Generate the data and import packages¶
First, we need to create the data. I'll start by defining it as a dictionary and then convert it into a pandas DataFrame, since pandas is commonly used in many projects for data manipulation.
import matplotlib.pyplot as plt
from matplotlib.patches import FancyBboxPatch
from matplotlib.offsetbox import OffsetImage, AnnotationBbox
from matplotlib.colors import LinearSegmentedColormap
import pandas as pd
import numpy as np
color_dict = { 2022 : "#A54836", 2004: "#5375D4" }
xy_ticklabel_color, label_color, grid_color, datalabels_color ='#757C85',"#101628", "#C8C9C9", "#FFFFFF"
data = {
"year": [2004, 2022, 2004, 2022, 2004, 2022],
"countries" : [ "Denmark", "Denmark", "Norway", "Norway","Sweden", "Sweden"],
"sites": [4,10,5,8,13,15]
}
df= pd.DataFrame(data)
df['sub_total'] = df.groupby('countries')['sites'].transform('sum')
df = df.sort_values([ 'countries'], ascending=False ).reset_index(drop=True)
df['year_lbl'] ="'"+df['year'].astype(str).str[-2:].astype(str)
df['pct_change'] = (df.groupby('countries', sort=False)['sites'].apply(lambda x: x.pct_change()).to_numpy()).round(3)

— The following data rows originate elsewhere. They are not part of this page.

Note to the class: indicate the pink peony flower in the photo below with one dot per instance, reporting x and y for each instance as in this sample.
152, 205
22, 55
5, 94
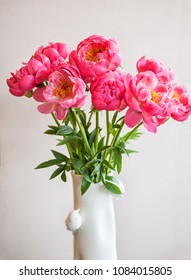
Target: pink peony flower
108, 91
180, 103
148, 101
163, 74
94, 56
39, 67
21, 82
65, 90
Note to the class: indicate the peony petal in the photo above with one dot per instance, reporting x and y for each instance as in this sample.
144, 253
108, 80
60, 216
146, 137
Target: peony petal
38, 95
132, 118
46, 108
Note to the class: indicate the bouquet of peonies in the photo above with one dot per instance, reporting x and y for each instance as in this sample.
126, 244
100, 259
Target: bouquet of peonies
61, 81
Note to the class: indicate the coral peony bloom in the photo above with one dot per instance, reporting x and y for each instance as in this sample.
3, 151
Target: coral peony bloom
21, 82
180, 103
163, 74
94, 56
65, 90
39, 67
148, 101
108, 91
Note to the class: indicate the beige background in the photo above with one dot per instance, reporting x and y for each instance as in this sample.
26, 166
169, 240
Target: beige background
154, 217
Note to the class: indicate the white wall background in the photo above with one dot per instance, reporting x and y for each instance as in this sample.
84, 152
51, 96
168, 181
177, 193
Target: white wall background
154, 217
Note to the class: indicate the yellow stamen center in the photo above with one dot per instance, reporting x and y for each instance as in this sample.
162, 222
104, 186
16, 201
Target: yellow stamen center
91, 55
176, 96
64, 90
155, 96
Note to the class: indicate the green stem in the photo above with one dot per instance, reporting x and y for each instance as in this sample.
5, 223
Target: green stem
67, 144
115, 138
82, 132
108, 130
97, 131
90, 118
55, 119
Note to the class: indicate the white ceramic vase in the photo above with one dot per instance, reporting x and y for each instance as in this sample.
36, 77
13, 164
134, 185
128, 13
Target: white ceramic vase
92, 222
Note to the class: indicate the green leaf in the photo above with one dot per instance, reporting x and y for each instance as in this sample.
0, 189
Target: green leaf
112, 185
85, 186
101, 143
63, 176
105, 162
78, 164
96, 169
50, 132
132, 135
65, 130
128, 151
68, 139
117, 157
49, 163
60, 156
57, 172
92, 136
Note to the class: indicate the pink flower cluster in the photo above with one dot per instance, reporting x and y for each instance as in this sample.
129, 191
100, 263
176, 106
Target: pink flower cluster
58, 79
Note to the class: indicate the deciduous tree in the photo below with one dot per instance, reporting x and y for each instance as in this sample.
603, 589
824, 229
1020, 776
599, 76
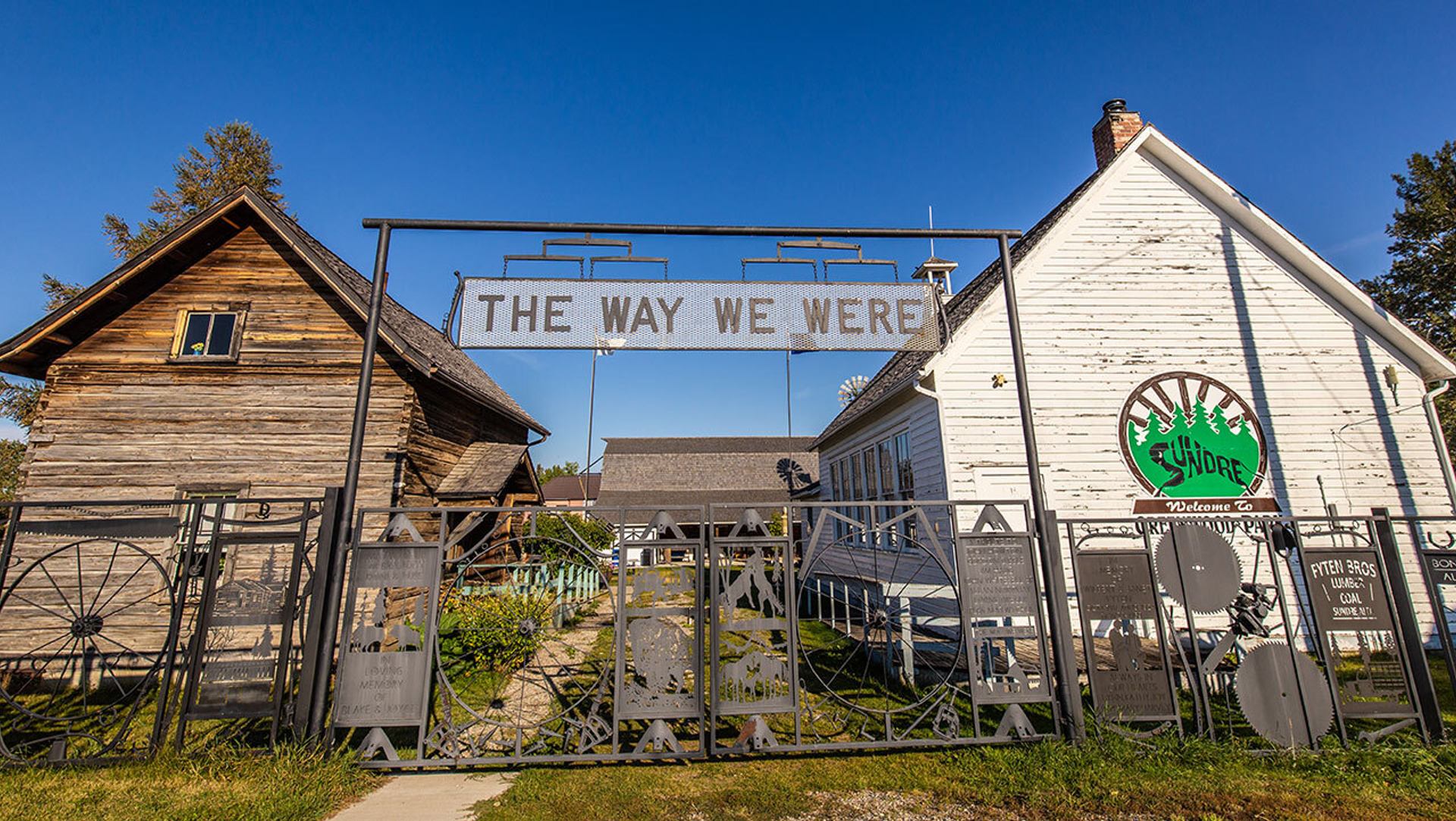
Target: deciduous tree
235, 155
1421, 283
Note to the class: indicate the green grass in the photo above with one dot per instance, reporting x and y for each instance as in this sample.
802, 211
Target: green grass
1106, 776
235, 785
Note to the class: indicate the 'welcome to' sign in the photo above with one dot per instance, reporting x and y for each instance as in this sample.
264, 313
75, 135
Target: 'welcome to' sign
685, 315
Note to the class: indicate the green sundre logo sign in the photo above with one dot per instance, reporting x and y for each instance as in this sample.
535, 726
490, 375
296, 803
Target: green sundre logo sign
1185, 436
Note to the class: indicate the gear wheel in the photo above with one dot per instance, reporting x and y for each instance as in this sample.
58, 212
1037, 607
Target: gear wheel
1204, 562
1269, 696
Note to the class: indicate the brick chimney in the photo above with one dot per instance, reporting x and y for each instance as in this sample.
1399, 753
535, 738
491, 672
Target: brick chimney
1114, 131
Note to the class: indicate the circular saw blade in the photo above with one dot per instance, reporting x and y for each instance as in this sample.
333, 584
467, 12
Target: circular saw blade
1203, 572
1269, 696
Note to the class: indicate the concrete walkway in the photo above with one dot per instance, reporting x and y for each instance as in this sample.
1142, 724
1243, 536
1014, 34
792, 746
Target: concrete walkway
427, 797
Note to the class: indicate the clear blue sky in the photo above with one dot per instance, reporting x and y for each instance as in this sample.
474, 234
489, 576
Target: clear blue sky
836, 114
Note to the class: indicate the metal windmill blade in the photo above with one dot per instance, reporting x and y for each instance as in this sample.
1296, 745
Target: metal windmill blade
851, 389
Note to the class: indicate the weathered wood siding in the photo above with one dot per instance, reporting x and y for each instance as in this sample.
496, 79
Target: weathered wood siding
118, 420
441, 427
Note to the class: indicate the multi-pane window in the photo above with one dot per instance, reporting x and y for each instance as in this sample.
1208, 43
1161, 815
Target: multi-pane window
880, 472
209, 335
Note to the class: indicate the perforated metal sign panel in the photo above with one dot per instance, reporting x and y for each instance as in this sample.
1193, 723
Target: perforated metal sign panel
682, 315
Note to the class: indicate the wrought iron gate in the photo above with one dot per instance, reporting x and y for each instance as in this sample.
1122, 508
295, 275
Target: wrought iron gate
1299, 632
509, 635
124, 622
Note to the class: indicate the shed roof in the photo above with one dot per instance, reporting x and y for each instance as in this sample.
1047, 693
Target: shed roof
707, 445
699, 470
484, 469
414, 339
570, 486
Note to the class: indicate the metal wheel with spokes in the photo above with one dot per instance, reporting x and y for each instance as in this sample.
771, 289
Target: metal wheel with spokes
883, 638
88, 624
525, 651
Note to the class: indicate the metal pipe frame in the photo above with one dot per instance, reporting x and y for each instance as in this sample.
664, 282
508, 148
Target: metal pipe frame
1068, 689
868, 231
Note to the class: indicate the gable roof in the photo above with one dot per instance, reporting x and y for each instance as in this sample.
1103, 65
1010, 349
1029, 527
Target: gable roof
570, 486
906, 367
416, 341
702, 470
484, 469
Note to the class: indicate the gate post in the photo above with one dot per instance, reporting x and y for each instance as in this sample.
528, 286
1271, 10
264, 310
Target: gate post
324, 618
1414, 650
1068, 686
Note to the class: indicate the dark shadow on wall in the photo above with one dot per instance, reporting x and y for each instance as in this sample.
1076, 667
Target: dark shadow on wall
1258, 396
1382, 414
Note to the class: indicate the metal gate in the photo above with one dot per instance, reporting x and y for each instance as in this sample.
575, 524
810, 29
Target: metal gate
1285, 631
510, 635
126, 622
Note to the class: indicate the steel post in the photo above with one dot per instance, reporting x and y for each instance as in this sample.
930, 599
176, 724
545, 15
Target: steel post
1069, 695
1410, 628
376, 303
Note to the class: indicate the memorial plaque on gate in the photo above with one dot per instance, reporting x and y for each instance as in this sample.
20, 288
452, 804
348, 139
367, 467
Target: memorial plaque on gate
998, 577
1126, 668
1357, 631
384, 657
381, 689
395, 567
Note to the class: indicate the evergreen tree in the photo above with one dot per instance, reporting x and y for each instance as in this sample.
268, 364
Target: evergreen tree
235, 156
1421, 285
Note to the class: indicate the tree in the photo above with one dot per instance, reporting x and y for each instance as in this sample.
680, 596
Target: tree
235, 156
1421, 283
19, 401
548, 473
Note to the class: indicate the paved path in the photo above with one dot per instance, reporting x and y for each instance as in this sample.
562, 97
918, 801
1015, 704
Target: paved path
427, 797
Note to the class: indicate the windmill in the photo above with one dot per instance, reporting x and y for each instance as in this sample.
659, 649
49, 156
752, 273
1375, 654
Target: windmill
851, 389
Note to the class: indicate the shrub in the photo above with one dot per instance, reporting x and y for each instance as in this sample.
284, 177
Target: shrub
494, 632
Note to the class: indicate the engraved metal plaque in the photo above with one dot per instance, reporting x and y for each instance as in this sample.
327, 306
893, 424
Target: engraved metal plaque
1128, 668
1357, 631
998, 577
395, 567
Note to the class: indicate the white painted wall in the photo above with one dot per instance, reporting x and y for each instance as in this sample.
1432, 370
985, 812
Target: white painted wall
1144, 277
1147, 277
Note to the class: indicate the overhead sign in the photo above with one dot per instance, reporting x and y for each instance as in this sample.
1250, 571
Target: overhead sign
685, 315
1196, 446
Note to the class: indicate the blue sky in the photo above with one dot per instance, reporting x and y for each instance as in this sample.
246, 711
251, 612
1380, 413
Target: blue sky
836, 114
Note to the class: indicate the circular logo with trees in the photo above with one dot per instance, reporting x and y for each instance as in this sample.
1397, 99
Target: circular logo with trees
1188, 436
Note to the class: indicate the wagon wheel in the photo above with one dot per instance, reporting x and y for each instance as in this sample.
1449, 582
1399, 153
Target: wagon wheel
864, 676
552, 626
91, 638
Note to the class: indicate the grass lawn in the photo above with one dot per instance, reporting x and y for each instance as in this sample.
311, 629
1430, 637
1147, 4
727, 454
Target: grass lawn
234, 786
1109, 778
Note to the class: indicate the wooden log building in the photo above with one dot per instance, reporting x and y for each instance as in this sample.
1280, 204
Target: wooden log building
224, 360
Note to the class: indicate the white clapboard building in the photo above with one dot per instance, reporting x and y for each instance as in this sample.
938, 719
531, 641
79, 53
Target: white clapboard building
1185, 356
1152, 285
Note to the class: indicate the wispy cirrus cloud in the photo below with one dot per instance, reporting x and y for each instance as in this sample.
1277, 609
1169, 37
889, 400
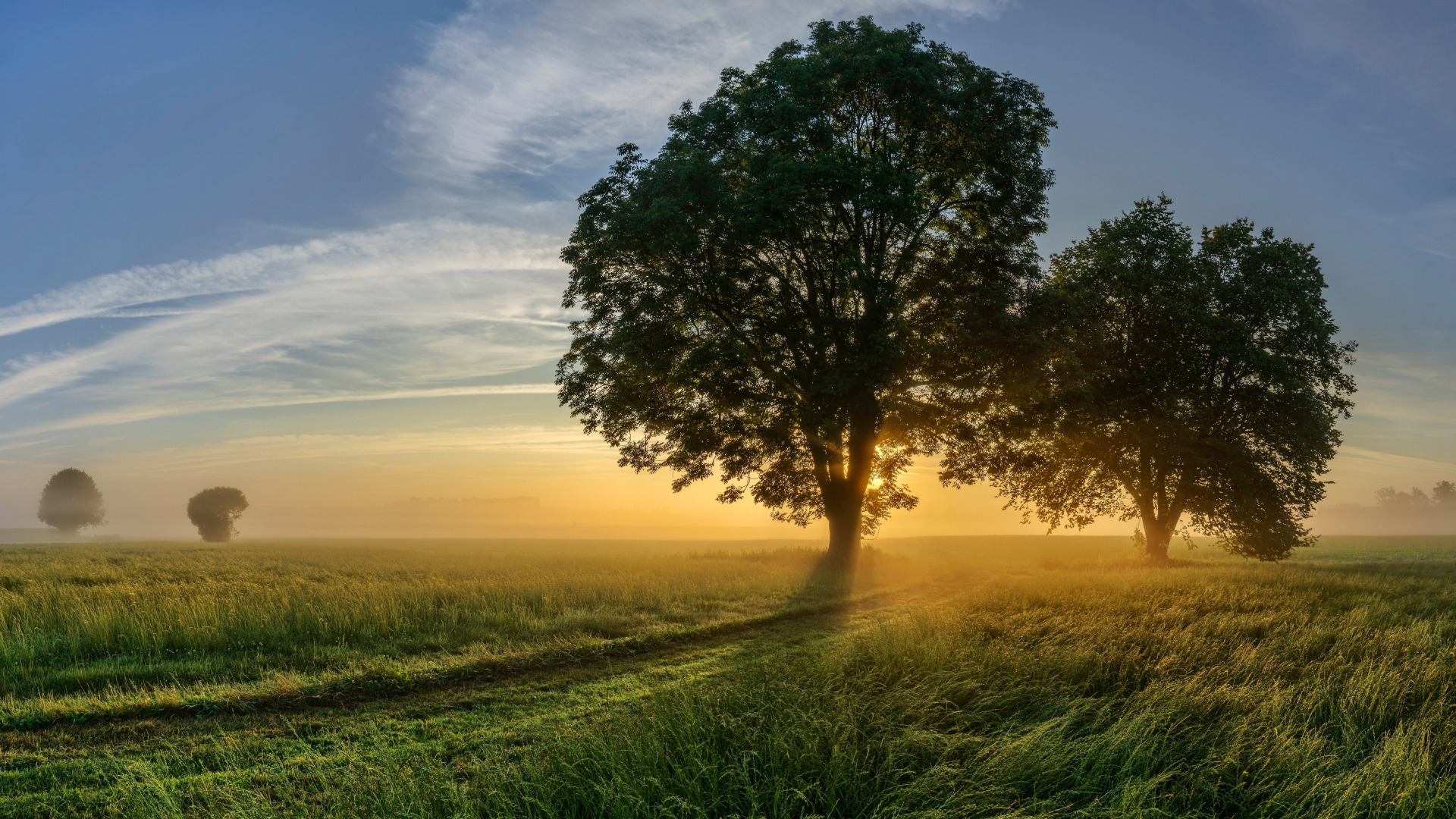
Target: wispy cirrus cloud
1402, 44
405, 311
576, 79
424, 306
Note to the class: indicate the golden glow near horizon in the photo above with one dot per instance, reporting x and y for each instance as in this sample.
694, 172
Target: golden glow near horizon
344, 469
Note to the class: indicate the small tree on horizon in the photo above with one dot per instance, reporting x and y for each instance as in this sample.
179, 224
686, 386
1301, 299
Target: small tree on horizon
215, 512
816, 278
71, 502
1180, 384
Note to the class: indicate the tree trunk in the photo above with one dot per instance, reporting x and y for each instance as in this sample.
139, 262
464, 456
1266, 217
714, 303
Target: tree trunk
843, 535
1158, 538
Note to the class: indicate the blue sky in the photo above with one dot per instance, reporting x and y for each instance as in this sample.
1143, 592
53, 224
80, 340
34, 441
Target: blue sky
312, 246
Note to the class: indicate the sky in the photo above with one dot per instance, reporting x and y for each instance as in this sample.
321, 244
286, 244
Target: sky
310, 249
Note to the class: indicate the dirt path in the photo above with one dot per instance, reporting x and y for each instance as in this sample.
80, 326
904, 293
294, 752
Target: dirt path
61, 768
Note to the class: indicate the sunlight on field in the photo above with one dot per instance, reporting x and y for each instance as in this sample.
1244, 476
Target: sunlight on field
999, 675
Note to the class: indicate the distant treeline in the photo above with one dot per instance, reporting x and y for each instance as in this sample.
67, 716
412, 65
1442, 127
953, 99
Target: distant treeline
1442, 497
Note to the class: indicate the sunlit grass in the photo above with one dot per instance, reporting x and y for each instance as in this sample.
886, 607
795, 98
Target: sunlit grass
96, 617
993, 676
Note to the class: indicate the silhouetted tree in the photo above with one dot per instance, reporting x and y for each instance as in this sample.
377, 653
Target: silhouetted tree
1443, 494
814, 278
215, 512
71, 502
1180, 384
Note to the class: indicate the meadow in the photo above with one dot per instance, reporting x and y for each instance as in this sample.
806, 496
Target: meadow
960, 676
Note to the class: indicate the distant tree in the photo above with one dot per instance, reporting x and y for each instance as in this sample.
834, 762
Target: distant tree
1389, 497
814, 276
1443, 494
71, 502
215, 512
1180, 384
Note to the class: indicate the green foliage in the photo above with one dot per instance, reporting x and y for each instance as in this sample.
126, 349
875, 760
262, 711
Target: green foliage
814, 276
1178, 384
215, 513
71, 502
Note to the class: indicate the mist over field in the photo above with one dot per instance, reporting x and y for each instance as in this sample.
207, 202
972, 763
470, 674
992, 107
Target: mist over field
727, 410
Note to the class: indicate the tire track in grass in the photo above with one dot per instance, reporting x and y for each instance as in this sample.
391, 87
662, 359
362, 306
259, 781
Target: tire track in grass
538, 698
351, 689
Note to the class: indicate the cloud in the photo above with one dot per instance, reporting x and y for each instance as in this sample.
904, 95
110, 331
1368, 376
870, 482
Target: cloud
576, 79
422, 308
405, 311
1404, 44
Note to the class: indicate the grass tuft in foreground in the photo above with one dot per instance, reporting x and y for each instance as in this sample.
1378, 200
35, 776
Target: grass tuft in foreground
1008, 687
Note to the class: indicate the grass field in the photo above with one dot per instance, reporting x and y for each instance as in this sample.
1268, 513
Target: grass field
962, 676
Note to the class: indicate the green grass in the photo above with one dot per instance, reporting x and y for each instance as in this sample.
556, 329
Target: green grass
992, 676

#map the colors of a dict to a dataframe
df['color']= df.year.map(color_dict)
df
| year | countries | sites | sub_total | year_lbl | pct_change | color | |
|---|---|---|---|---|---|---|---|
| 0 | 2004 | Sweden | 13 | 28 | '04 | NaN | #5375D4 |
| 1 | 2022 | Sweden | 15 | 28 | '22 | 0.154 | #A54836 |
| 2 | 2004 | Norway | 5 | 13 | '04 | NaN | #5375D4 |
| 3 | 2022 | Norway | 8 | 13 | '22 | 0.600 | #A54836 |
| 4 | 2004 | Denmark | 4 | 14 | '04 | NaN | #5375D4 |
| 5 | 2022 | Denmark | 10 | 14 | '22 | 1.500 | #A54836 |
Function to add a gradient color to a line¶
The function multiColorLine will add a gradient color to a line:
def multiColorLine(xstart, xend, ystart, yend, npoints, line_thickness, colors, ax, ):
'''
This function colors a "line" in gradient colors
'''
x = np.linspace(xstart, xend, npoints)
y = [ystart]*(int(npoints/3)) + np.linspace(ystart,yend,int(npoints/3)).tolist() + [yend]*int(npoints/3)
cmap = LinearSegmentedColormap.from_list("", colors)
norm = plt.Normalize(x.min(), x.max())
line_colors = cmap(norm(x))
ax.scatter(
x,
y,
color=line_colors,
s=line_thickness
)
Get the flags:
img = [
plt.imread("../flags/sw-sq.png"),
plt.imread("../flags/no-sq.png"),
plt.imread("../flags/de-sq.png")
]
line_offset = .3
bar_width = .3
Plot the chart¶
fig, axes = plt.subplots(ncols = df.countries.nunique(), nrows = 1, figsize=(8,5),sharex=True, sharey=True, facecolor = "#FFFFFF", zorder= 1)
fig.tight_layout(pad=1.0)
for ax, (i,(country, group)) in zip(axes.ravel(), enumerate(df.groupby("countries"))):
colors = group.color
x = range(len(df.year.unique()))
ax.bar(
x,
height = group.sites,
width = bar_width,
color = group.color)
#add the multicolor lines
multiColorLine(0 - bar_width / 2, 1 + bar_width / 2, -0.5, -0.5, 900, 0.01, colors.tolist(), ax)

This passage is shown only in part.